En 2009, j’ai commencé des études théologiques. Ma femme et moi nous sentions appelés à être missionnaires. J’ai pris des cours d’exégèse biblique, afin d’apprendre à interpréter un passage biblique.

.Je n’avais pas anticipé le fait que ce que j’allais apprendre allait complètement changer mon interprétation de la Genèse. L’une des clés était de comprendre qui l’auteur était, pourquoi il écrivait ce livre, à qui il écrivait, et ce qu’il essayait de dire…J’ai décidé me mettre mon interprétation de la Genèse à l’épreuve grâce à ces nouveaux outils. Ce que j’ai découvert m’a bouleversé.

J’ai découvert que les premiers chapitres de la Genèse avaient une signification que j’ignorais jusqu’à présent. Comprendre le genre littéraire et le contexte socio-culturel de la Genèse a complètement changé mon interprétation des récits de la création. J’espérais trouver des arguments bibliques contre l’évolution, mais j’ai découvert à la place que la Genèse n’était absolument pas concernée par les questions d’ordre scientifique concernant les origines.

 

Les premiers chapitres de la Bible nous proposaient une histoire bien plus grandiose et majestueuse que tout ce que j’avais cru jusque là. Dieu n’était pas en train de s’opposer à une théorie scientifique qui n’existait pas à l’époque. Dieu expliquait à son peuple combien il était puissant et glorieux. Il donnait à son peuple son identité et se présentait en tant que leur Dieu et roi- rien à voir avec la théorie de l’évolution.

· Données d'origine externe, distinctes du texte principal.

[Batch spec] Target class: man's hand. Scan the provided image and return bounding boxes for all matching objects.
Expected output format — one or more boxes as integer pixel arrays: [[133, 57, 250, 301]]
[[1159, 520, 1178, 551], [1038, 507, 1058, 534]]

Plus j’étudiais et j’apprenais, moins j’avais besoin de “réponses” à toutes mes questions. Je m’accommodais de plus en plus de la phrase “je ne sais pas”.

En lisant les livres des théologiens Robert Asher (Evolution and Belief) et Alister McGrath (Surprised by Meaning), j’ai compris que la science nous explique le mécanisme par lequel la vie s’est développée, mais la foi nous parle de l’agent à l’oeuvre derrière le mécanisme. Elles se complètent l’une et l’autre.

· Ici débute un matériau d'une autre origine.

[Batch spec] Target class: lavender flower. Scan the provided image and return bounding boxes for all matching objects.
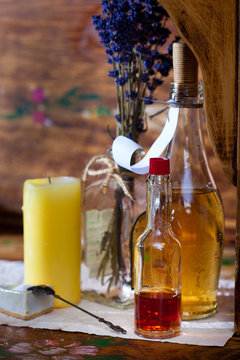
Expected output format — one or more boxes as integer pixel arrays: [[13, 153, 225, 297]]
[[93, 0, 175, 142]]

J’ai compris qu’il me fallait vivre avec des questions non résolues.

La foi chrétienne peut-elle expliquer exactement comment Jésus était pleinement humain et pleinement divin? Ou comment Dieu est à la fois unique et trois personnes. Il y a beaucoup de mystères dans la foi chrétienne, mais cela ne veut pas dire qu’elle est fausse.

Je fais confiance à Dieu parce qu’il s’est montré digne de confiance, pas parce que j’ai la réponse à toutes mes questions.

Même si je n’ai pas la réponse à tout, mes questions ne m’empêchent pas de mettre ma confiance en une théorie scientifique bien établie. Cela me pousse au contraire à poursuivre mes investigations, avec l’idée que quoique la science va découvrir, cela fait partie de la création de Dieu.